The CDC apparently didn’t address this issue, while the changes they recommended made the tests even less reliable, hence in scientific circles, the reliability of RT-qPCR tests for COVID-19 continues to be part of an ongoing debate.
Many tests imported from China were found to be contaminated and therefore unusable. Even the FDA has admitted that the RT-qPCR tests are not reliable and can’t be used effectively. Also, the longer the period between the time of infection and the test, it is more likely to lead to a negative result.
As new tests come to the market, allowing results to be achieved within minutes, the accuracy of these tests needs to be investigated. Given the controversy over the reliability of PCR tests as a diagnostic tool at the best of times, new tests which are designed to identify even less of the fragmented RNA, are not likely to prove any more accurate.
Given the current shift to the number of positive ‘cases’ as the driver of government policy, the issue of reliability takes on ever increasing significance.
Further problems with the Mechanics of PCR testing
The nasal swab needs to reach the upper parts of the nose, which can be difficult, especially if it is being done at drive by testing centres. The option to test at home resolves that challenge, but again if the swab doesn’t contact the mucous membrane in the correct area, there is the possibility of an unreliable result. The swab needs to be made from material that won’t contaminate the test, hence it is now made from polyester, nylon and foam.
There is a question of whether delivering and returning the swab through the mail opens it up to possible contamination.
Initially the PCR test took up to three days for the results to be known, but this has been reduced to two hours and the most recent tests from Abbot Laboratories can be done in minutes although again the accuracy of this test has been questioned.

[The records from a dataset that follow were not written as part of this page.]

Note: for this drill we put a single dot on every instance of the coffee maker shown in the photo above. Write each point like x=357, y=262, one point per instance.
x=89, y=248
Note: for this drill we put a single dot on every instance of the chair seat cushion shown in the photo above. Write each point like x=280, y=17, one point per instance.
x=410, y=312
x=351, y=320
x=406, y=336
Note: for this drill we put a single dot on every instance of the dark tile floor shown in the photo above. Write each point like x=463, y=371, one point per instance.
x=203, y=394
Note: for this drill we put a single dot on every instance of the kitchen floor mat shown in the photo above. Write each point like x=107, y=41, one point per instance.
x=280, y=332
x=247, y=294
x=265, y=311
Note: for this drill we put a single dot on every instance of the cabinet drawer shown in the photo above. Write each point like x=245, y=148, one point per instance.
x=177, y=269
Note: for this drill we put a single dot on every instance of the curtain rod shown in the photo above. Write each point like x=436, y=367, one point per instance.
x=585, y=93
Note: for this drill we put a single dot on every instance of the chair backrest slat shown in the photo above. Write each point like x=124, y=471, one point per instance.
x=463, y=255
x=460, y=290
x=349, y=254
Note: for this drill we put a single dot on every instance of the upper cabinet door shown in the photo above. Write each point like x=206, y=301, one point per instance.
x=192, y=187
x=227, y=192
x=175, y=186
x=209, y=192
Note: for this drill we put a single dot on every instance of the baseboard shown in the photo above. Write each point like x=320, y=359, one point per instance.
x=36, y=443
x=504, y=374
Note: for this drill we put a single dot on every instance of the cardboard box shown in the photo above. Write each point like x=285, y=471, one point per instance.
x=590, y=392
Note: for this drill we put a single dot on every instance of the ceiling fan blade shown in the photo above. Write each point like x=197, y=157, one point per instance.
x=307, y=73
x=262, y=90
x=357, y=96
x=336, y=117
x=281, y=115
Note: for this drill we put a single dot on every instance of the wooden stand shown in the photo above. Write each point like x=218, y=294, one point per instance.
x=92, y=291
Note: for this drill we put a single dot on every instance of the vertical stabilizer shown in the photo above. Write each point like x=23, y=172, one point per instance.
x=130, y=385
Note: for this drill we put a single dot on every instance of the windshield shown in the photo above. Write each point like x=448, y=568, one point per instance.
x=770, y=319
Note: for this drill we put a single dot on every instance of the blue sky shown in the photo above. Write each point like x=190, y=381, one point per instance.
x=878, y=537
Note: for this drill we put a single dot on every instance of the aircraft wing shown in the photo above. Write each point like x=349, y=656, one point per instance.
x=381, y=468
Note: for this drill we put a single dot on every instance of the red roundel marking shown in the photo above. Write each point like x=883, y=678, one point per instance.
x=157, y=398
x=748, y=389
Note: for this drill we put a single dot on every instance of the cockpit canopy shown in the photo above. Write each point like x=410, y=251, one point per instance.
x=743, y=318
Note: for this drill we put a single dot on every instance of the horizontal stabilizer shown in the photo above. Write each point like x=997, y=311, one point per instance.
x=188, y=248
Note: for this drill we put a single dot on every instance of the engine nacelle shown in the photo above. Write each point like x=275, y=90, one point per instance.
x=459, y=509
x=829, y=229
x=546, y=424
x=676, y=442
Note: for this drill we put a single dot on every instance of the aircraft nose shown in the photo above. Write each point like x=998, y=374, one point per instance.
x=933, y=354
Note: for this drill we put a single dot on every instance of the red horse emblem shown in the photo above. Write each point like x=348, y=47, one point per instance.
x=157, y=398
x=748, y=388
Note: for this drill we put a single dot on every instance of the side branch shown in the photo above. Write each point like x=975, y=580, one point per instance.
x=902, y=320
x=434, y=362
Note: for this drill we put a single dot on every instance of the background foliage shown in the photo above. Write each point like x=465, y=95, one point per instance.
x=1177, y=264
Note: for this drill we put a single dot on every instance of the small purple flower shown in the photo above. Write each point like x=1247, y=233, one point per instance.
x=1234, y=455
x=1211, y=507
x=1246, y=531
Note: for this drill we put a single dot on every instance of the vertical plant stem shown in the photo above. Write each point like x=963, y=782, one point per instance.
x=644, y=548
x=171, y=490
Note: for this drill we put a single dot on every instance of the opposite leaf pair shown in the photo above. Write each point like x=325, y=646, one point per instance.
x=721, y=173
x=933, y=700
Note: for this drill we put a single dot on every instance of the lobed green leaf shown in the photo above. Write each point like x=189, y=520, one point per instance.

In July there was a scandal with private testing labs in Florida, a significant number of which were found to be returning 100% positive tests, skewing the figures in terms of the percentage of tests that were positive and increasing the illusion that the virus was spreading rapidly.
It recently came to light that the UK was counting every test as a different person, so for example, while in hospital a patient might be tested every day to monitor their status, and each of those positive tests were recorded as a separate patient, inflating the apparent number of cases.
The USA got off to a slow start in the testing game, with some challenges in the process, but is now catching up. President Trump even boasted that the USA has some of the highest positive rates in the world because they are now testing so many people, which begs the question – is it good or bad to have high numbers of positive cases?
What is clear is that the RT-PCR test is fraught with difficulties and undeniably unreliable. Its inventor stated clearly that it was not designed to be a diagnostic tool. Development and manufacturing of tests is in the private sector, including companies who have never manufactured PCR tests before. Standardization of the test has been fraught with difficulty. Reporting of results has been equally unreliable.
And yet the positive / negative result of a PCR test is driving government policy, being used as the basis for decisions about lockdown, who can travel and where, whether children can go back to school or not, and in some countries providing the reason for removal to a quarantine centre.
What is most concerning is that theoretically it will be possible to use this unreliable test indefinitely to keep the population in a state of fear and anxiety and drive government policy.